Zander sighed. ‘Friends and relatives gave the family
money and saw to his education,’ he said sombrely. ‘Later, he went into business.’
‘What kind?’ I asked. ‘To start with I mean. Do concerns like Rasmuk have a bottom of the ladder, or do youngsters of proved ability get the stock options right away?’
He lowered the telescope then passed it to Mokhtar so that he too could have a look at the Citroën before he turned to me. His eyes told me that he wasn’t going to waste words on my cheap sarcasms.
‘Mr Halliday,’ he said, ‘revenge isn’t a lasting pleasure. It isn’t nearly as sweet and satisfying as it’s said to be, not even for fourteen-year-old boys with blood-feud grudges to nurse.’
‘You didn’t favour me with that solemn thought in your letter to me on the Baghdad postcard.’
‘Did the hint of revenge that I offered make any difference to your thinking? Did it influence your decision to accept?’
‘It set off a few day-dreams, of course. The person whose thinking it influenced was the police chief. Was it for him, or someone in authority like him, that you put it in?’
‘Simone’s idea. We had to remind authority of your past.’
‘You did. The police chief even gave me a kindly warning. He said that some sweet things can be bad for one’s health.’
‘Revenge can be fatal.’ He retrieved the telescope and gave it to me. ‘Have a look. It helps to know the enemy’s face.’
But from where I was sitting I found it almost impossible to hold the telescope steady when the Citroën became visible on the bends.
‘How would you describe Raoul Bourger?’ Zander asked.
‘I think he has a black moustache. I think the driver has one too.’
‘They’ve all got black moustaches,’ Simone said impatiently. ‘When the sun catches them, even I can see that, just in the mirror.’
‘Did you notice how many black moustaches there were in The Ruler’s entourage?’ Zander asked as I gave him back the
telescope. ‘Some would like beards, but The Ruler reserves that mark of virility to himself. Of course, he has no other proof. No children. Just a beard. Anyway moustaches are the new thing. In some Middle East circles these days, black moustaches are absolutely de rigueur, and if the real hair is a little brown or red it is dyed.’
‘Patron,’ Simone said, ‘I know you believe that on a day of battle it is best to talk only nonsense, but don’t you owe it to Mr Halliday to talk a
little
sense.
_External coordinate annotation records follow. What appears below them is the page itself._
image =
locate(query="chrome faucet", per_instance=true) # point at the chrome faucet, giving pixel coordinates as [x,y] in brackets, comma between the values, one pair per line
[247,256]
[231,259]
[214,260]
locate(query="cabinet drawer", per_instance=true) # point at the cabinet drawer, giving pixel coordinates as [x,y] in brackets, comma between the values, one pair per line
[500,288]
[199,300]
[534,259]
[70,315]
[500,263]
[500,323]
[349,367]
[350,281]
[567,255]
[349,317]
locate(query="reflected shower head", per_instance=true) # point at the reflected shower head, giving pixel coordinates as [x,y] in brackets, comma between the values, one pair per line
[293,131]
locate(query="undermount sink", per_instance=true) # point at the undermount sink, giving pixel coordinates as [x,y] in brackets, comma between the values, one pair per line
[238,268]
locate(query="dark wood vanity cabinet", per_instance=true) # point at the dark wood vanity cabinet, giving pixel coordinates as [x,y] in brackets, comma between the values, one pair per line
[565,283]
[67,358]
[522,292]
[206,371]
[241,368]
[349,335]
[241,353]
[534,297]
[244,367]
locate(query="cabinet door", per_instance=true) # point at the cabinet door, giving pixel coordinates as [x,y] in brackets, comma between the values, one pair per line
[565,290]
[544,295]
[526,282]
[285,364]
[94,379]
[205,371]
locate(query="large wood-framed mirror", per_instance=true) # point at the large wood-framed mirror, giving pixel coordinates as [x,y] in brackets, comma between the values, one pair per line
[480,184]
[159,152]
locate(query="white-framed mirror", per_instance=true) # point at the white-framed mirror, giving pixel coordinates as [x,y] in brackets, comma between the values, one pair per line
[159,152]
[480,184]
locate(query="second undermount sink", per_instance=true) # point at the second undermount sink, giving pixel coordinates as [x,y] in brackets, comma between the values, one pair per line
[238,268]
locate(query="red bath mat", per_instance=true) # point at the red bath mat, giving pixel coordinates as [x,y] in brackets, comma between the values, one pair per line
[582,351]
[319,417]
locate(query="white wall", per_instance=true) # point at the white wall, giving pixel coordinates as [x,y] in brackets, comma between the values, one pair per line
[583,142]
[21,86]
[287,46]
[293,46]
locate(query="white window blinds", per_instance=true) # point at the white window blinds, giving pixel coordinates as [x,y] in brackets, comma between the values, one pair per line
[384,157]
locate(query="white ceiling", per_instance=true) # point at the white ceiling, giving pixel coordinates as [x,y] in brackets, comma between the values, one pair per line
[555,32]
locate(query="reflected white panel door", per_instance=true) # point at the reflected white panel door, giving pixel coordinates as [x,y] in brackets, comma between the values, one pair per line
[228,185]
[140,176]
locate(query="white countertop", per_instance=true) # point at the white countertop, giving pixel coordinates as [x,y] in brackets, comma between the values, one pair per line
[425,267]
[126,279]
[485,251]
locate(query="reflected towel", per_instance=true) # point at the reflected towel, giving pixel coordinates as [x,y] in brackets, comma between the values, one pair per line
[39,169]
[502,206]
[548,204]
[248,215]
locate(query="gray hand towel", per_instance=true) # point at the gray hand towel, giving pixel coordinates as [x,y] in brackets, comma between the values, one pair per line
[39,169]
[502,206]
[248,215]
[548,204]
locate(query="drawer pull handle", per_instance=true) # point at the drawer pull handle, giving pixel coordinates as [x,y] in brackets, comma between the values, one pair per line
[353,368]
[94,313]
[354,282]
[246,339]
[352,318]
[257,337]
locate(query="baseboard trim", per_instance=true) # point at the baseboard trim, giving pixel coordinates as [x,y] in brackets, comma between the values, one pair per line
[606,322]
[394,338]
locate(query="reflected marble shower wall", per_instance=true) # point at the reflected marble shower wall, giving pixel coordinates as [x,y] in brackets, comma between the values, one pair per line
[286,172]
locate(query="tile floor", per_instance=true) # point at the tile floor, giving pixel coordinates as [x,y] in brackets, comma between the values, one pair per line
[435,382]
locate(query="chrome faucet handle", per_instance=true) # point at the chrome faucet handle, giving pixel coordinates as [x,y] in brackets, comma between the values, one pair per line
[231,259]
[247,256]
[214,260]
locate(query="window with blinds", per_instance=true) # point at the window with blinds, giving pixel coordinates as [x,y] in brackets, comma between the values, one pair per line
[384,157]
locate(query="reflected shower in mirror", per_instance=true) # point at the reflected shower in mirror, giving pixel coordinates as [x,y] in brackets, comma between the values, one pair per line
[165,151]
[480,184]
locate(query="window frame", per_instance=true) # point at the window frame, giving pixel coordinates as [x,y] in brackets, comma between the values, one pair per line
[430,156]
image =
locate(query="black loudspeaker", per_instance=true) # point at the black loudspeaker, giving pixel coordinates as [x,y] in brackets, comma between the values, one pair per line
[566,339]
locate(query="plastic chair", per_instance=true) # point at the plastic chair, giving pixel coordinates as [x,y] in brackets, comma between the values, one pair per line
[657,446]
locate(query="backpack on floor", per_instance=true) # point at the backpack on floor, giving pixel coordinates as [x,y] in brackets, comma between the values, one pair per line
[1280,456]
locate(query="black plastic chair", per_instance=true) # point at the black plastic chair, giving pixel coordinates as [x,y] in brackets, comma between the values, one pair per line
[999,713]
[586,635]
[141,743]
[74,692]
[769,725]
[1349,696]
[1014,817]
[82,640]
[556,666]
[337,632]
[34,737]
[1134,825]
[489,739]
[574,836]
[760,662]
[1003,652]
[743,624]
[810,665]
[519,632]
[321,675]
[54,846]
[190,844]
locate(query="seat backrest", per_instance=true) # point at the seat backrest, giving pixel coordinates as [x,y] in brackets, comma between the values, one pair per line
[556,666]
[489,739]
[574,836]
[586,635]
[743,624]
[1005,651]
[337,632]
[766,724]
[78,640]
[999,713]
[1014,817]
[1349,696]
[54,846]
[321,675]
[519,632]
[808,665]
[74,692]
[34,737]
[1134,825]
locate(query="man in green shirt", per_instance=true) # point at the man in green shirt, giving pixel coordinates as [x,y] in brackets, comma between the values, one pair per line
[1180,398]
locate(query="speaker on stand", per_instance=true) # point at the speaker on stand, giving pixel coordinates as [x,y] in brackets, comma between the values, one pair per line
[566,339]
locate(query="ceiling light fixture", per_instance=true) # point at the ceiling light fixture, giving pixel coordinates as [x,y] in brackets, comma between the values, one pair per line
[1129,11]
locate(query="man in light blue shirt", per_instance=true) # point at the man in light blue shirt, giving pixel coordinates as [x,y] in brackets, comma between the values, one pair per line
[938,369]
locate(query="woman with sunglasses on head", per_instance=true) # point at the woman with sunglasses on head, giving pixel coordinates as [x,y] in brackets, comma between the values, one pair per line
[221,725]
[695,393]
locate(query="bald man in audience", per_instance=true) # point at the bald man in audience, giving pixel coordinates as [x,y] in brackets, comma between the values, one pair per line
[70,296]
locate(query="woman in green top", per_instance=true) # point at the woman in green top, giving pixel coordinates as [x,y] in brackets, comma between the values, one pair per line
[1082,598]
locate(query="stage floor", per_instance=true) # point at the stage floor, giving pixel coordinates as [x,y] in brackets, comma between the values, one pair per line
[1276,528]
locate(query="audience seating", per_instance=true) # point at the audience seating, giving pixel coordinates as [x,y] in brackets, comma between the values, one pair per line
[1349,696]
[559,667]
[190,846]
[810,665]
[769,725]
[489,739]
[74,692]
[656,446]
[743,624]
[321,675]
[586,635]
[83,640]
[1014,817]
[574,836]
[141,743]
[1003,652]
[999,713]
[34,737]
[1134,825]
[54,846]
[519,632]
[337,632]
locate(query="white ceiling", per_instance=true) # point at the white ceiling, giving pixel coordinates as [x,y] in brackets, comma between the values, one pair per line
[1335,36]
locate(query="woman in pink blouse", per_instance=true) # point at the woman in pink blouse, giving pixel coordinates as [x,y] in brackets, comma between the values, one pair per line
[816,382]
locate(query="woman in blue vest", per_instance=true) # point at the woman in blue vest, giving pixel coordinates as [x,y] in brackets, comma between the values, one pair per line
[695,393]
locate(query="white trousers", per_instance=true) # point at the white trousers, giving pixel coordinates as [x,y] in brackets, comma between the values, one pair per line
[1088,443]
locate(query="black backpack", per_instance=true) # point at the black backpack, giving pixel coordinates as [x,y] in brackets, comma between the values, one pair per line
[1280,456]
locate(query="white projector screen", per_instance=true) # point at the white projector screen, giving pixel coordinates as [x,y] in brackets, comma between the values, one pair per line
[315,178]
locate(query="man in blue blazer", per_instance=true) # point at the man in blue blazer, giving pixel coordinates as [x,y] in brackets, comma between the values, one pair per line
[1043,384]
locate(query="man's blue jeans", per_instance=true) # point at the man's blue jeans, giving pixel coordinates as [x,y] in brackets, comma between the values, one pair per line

He has come a long way with us. He is entitled to know where the road leads. Rasmuk was not mentioned in his contract.’
He polished the telescope with his handkerchief while he thought about it, then had another look at the enemy behind us. ‘You know why I selected you in particular for this task, Mr Halliday? You don’t still have any illusions?’
‘You tell me. I had old links with the CIA that could be reactivated by sending cute letters and package bombs through the mail. I’m a freelance who could be tempted with an offer of fifty thousand dollars for doing very little work in a cause that would appeal to a child’s tit-for-tat conception of justice. And I knew enough about the mechanics of making television to fit into that too-easily-blown cover story that you had manufactured in one of your least-inspired moments. I don’t think I’m the one who should be worrying about illusions at this stage, Mr Zander. If that’s a Rasmuk hit team back there, the exact colour of their moustaches seems to me as unimportant as the brands of aftershave they’re using.’